А дальше для Любы словно пошли кадры замедленного кино. Ей предоставляют слово. Она берёт микрофон, объявляет вторую вице-мисс, «Мисс зрительских симпатий» Ольгу Синицину. Шалый надевает ей на голову небольшую диадему с камешком по центру… Объявляет первую вице-мисс, «Мисс Очарование» Агату Щукину… Агата сбрасывает с лица улыбку, пожимает голыми плечами, оглядывается на Кольчугину, глядит куда-то в зал, потом в другую сторону, наконец делает шаг к Шалому. Но диадему принимает от него в руки, давая понять, что это ошибка, увенчанной она должна быть другими званием и короной.
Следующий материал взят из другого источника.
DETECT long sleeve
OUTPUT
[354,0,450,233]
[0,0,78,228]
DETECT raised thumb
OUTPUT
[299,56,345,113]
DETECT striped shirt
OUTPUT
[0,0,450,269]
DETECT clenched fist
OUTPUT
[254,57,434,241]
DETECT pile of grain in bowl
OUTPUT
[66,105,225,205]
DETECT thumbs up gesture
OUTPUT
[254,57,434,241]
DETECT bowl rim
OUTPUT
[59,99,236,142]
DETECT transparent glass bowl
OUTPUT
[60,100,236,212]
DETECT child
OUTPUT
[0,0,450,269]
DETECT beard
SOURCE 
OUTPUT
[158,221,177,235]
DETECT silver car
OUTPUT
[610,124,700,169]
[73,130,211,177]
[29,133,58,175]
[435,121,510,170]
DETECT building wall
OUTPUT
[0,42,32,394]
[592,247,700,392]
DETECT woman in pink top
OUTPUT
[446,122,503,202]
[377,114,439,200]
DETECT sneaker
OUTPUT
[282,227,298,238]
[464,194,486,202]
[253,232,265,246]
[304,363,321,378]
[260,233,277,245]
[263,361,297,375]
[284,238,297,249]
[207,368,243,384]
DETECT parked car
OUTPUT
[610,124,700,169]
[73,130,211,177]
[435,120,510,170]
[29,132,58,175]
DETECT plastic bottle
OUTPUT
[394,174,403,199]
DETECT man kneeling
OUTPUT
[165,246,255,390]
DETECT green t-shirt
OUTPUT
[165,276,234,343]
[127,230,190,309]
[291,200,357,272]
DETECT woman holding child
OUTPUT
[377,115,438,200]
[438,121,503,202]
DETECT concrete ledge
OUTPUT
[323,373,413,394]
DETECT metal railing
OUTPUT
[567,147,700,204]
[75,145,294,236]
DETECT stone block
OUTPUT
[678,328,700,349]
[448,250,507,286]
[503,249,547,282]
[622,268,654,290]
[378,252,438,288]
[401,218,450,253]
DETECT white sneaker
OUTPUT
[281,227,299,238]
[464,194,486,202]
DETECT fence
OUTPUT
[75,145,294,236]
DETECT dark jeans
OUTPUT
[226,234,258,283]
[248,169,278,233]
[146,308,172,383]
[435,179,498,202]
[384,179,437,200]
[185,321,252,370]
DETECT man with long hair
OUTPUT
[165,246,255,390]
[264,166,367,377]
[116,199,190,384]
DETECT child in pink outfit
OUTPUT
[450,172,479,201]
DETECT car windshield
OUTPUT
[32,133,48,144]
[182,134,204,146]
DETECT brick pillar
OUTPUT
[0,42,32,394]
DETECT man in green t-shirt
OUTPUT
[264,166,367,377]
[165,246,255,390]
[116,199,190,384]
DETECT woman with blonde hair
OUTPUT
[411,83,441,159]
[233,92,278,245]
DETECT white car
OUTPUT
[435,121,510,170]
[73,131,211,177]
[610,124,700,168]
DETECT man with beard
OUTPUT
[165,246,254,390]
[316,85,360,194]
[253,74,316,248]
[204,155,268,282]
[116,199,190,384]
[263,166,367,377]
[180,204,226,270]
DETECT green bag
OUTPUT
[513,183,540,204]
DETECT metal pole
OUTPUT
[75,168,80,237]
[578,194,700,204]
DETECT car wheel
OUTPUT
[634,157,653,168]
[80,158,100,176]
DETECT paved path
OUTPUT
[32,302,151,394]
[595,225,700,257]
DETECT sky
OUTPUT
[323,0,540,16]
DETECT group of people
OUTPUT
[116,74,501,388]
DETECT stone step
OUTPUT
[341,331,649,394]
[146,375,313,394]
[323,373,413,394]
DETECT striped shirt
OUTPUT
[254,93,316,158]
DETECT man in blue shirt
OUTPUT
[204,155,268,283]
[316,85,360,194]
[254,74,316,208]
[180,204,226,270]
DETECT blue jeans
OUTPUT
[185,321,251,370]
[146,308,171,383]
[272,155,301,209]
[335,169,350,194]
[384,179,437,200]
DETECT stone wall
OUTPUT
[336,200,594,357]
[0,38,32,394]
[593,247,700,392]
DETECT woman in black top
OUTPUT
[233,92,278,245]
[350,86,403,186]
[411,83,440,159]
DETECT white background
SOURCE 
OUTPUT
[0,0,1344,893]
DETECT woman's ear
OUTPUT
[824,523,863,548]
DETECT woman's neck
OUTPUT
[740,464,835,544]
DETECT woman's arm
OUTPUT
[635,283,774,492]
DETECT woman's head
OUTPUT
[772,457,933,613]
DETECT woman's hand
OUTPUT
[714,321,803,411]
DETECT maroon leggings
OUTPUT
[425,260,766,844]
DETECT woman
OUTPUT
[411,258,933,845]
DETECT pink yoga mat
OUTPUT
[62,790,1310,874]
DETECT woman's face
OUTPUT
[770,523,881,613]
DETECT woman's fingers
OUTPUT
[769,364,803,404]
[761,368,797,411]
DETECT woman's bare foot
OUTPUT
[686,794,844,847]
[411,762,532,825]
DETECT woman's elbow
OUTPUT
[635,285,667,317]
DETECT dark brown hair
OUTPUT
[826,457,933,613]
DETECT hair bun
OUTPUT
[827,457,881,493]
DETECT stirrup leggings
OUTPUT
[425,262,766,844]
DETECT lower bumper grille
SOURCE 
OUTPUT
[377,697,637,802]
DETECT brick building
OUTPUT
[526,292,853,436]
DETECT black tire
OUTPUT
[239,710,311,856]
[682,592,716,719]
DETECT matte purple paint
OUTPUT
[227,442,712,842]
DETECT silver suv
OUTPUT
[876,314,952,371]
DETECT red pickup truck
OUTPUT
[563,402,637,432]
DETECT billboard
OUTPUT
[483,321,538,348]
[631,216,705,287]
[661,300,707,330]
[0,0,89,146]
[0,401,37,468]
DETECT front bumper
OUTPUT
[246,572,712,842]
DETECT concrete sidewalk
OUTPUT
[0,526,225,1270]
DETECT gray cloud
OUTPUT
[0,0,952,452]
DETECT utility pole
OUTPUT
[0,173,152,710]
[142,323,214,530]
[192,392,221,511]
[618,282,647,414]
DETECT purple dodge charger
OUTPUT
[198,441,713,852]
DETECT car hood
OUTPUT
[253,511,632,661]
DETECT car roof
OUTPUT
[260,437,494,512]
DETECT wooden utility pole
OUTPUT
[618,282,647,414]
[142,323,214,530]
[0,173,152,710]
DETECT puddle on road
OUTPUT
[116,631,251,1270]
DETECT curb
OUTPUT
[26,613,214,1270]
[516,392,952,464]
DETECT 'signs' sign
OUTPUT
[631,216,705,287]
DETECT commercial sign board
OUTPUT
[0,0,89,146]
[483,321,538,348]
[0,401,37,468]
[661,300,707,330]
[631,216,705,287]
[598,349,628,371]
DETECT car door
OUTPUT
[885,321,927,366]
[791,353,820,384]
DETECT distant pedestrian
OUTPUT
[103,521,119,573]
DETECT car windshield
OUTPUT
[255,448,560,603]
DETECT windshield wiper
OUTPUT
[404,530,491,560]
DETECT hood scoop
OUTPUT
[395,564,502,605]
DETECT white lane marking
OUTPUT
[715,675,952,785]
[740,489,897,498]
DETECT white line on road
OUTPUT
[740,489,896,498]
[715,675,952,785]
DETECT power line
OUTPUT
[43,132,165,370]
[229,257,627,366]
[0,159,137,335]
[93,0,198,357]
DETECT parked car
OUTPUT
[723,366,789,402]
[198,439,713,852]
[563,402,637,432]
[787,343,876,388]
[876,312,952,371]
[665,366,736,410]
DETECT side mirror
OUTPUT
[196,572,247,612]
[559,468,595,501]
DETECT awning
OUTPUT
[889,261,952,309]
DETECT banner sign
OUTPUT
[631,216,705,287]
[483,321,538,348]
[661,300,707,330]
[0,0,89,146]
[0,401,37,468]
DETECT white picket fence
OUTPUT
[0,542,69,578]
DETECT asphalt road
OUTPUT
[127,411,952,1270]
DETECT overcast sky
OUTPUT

— И королевой нашего бала, победительницей конкурса и званием «Мисс Великогорска», — повышает голос Люба, — большинством голосов членов жюри… объявляется Анастасия Захарова!

Настя недоумённо смотрит на Любу, потом подпрыгивает с весёлым визгом и, сияя глазами и улыбкой, подскакивает к Шалому. И в миг, когда тот плотно приложил к её высокой прическе свитую из серебряных нитей корону с двумя хризолитами и крупным александритом по середине, Агата резко смахивает её с головы Насти. Корона звякает об пол и под шумный выдох зала катится к оркестровой яме. Замерев от неожиданности, Ефим и Люба провожают её глазами…

Глава 38

Настя, поддёрнув подол платья, парой кошачьих прыжков догнала корону у фонаря, подсвечивающего золотистым светом подиум, подняла, почувствовав почти невесомость её кружевных серебряных нитей. Ей казалось, что корона должна быть тяжелее, не легче, чем она представляла себе миссию Мисс. А тут — тонкие кружева тонких нитей, местами теперь погнутых. И куда-то улетел от удара об пол александрит, так ярко блеснувший ей в глаза, когда Шалый водружал корону. Теперь только чуть посвечивают зелёными искорками хризолиты. Где она видела такую искристую зелень? Точно! Так проколола её острыми иглами взгляда Агата… Случайное совпадение цвета камешков в короне и глаз Агаты? Наверное нет… Она хороша ростом, фигурой, цветом глаз, лица и волос. Чуточку только вульгарна и грубее голос… Но корону делали для неё…

Настя вернулась в центр авансцены. Агату, готовую рвать и метать, сдерживали Шалый и Кольчугина. Люба стояла чуть в стороне, прикрыв лицо листком с окончательным решением жюри.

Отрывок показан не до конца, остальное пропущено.